ABSTRACT

The third chapter analyzes the current global situation of waste-to-energy (WtE) technologies, combustion processes, gasification, plasma gasification, and pyrolysis. The emphasis is mainly on the combustion process, especially that using moving grates, since it is the dominant technology in the majority of existing WtE plants worldwide. The first part of the chapter describes the combustion process–based WtE plant (with images of the relevant process flow diagrams and equipment). The main elements that are presented in depth are the bunker, control room, combustion chamber (including types of moving grates, rotary kiln, and fluidized bed), boiler, steam turbine/generator, condensers, district heating, district cooling, electrical system, bottom ash, state-of-the-art air pollution control systems (different flue-gas cleaning technologies/scrubbers, SNCR/SCR, fly-ash treatment via stabilization or solidification, etc.), and stack.
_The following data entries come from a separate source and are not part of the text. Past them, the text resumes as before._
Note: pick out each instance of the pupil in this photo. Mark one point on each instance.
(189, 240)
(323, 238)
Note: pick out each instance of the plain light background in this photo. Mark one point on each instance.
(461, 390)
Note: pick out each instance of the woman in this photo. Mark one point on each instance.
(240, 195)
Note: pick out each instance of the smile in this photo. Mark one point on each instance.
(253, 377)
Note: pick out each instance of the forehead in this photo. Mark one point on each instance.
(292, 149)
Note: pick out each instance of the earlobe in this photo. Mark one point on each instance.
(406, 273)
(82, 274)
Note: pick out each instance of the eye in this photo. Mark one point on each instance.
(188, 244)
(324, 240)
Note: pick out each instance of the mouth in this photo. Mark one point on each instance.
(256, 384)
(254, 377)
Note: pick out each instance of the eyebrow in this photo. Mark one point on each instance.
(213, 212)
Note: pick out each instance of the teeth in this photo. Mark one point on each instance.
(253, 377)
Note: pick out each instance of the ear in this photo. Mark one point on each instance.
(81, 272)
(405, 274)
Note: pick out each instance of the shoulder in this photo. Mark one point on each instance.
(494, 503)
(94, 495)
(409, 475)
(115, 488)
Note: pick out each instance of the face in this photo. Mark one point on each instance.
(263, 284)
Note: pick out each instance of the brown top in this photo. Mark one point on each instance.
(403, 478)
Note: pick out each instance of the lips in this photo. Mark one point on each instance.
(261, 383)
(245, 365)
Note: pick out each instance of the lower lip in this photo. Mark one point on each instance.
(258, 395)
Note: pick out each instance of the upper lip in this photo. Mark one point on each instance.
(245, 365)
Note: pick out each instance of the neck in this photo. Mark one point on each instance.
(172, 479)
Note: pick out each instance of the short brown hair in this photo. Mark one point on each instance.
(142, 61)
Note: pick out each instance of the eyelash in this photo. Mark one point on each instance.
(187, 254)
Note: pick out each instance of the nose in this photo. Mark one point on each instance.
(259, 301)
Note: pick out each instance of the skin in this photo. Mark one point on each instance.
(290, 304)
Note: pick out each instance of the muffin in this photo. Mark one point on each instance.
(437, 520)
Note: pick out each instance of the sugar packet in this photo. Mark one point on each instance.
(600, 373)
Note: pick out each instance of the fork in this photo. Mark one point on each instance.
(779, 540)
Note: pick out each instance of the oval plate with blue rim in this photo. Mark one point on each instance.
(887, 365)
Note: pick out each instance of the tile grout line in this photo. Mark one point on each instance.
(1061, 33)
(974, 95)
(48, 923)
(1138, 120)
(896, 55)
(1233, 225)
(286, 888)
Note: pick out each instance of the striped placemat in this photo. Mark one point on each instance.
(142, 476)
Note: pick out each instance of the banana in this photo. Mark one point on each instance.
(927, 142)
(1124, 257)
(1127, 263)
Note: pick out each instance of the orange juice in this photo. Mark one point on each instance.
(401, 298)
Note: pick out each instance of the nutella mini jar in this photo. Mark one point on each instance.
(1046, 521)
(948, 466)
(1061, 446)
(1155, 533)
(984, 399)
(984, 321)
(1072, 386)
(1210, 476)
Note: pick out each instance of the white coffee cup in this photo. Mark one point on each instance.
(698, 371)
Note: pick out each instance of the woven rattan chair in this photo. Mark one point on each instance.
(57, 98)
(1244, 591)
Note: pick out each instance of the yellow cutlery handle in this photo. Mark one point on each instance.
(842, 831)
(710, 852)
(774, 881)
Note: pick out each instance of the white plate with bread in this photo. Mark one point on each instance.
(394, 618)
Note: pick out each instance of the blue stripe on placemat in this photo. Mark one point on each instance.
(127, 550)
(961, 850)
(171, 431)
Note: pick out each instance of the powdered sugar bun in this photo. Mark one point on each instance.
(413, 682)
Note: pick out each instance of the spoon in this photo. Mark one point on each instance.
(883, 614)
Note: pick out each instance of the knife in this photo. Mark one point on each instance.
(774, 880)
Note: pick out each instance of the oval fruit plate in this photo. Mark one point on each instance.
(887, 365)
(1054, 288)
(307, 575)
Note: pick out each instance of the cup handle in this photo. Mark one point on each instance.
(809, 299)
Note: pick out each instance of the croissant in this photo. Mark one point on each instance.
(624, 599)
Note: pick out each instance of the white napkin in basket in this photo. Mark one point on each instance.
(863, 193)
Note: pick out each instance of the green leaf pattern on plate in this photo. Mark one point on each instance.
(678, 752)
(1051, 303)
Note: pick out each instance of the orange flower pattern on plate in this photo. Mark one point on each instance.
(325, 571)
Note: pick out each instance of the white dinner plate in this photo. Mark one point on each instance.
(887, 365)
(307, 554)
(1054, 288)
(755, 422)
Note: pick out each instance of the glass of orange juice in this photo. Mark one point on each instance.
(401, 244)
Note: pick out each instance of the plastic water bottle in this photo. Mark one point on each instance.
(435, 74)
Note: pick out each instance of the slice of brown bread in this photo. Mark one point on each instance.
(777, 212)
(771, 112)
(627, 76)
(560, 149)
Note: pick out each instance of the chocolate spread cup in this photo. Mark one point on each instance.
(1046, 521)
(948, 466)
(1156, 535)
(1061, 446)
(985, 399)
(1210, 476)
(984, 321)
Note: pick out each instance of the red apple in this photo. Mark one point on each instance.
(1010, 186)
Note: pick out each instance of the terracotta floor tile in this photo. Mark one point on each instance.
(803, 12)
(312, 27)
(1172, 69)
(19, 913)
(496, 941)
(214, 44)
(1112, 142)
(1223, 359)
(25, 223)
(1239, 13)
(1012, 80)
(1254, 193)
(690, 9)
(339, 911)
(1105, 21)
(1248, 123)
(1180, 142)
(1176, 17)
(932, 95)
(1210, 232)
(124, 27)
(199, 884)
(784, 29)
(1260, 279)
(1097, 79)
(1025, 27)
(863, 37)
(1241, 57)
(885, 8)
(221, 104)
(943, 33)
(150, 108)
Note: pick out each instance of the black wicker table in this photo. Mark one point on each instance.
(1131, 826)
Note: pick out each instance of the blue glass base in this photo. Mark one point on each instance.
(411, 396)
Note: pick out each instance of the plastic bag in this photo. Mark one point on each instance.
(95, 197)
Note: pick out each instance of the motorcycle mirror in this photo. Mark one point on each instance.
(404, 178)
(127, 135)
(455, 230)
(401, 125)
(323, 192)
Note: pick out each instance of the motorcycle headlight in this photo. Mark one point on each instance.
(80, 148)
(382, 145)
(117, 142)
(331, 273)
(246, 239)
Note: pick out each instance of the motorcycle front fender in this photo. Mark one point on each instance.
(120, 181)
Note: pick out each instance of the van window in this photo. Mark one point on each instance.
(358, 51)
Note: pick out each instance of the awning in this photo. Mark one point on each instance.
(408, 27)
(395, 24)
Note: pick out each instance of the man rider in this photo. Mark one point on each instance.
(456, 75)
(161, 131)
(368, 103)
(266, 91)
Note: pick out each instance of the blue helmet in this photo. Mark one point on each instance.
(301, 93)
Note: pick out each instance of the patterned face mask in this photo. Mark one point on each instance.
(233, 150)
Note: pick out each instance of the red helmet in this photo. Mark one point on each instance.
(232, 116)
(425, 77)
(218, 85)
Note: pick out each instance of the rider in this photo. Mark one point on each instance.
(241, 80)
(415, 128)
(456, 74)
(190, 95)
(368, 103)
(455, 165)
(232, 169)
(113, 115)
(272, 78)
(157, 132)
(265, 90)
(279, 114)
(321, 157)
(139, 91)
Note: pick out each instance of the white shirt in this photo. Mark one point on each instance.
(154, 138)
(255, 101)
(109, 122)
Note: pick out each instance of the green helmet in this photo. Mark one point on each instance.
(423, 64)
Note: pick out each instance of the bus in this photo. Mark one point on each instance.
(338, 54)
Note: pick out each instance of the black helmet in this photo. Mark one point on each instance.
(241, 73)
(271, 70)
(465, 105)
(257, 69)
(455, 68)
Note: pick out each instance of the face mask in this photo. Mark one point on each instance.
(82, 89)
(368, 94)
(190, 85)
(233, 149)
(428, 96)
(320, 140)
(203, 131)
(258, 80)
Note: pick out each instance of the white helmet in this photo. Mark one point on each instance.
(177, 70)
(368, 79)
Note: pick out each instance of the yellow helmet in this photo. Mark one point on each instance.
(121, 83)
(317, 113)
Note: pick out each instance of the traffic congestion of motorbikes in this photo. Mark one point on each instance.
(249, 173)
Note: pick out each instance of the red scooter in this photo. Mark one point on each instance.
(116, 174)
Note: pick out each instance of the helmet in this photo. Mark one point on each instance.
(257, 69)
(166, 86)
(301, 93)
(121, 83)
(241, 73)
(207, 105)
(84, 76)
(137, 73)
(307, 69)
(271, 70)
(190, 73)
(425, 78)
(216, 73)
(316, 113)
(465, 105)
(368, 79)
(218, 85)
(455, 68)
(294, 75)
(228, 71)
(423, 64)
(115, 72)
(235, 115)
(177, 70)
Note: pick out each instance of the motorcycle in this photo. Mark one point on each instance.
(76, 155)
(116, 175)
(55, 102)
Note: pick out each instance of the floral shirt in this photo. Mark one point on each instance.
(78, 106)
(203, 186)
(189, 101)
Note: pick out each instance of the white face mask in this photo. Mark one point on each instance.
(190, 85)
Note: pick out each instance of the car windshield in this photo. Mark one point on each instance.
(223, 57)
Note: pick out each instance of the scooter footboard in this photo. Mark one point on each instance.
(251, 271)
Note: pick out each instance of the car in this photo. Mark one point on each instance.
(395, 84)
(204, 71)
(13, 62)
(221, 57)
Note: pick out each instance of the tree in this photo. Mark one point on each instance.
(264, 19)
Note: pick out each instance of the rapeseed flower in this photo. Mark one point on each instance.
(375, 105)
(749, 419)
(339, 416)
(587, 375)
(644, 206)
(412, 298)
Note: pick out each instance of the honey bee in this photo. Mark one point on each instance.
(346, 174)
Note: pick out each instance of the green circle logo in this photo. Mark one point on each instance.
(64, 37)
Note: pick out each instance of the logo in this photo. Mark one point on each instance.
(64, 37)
Many photographs and illustrations of the parts of a combustion-based WtE plant are included. Finally, the R1 mathematical formula related to new high electrical efficiency WtE plants in Europe is analyzed (according to EU Directive 2008/98), in order to determine when a waste combustion installation is considered an energy recovery operation. The second part of the chapter describes alternative thermal treatment (ATT) technologies: pyrolysis, gasification, and plasma gasification, with accompanying photographs, tables of technical data, flow charts from different suppliers, and case studies from technical visits made by the author to a pyrolysis plant in India and a plasma gasification pilot plant in South Korea.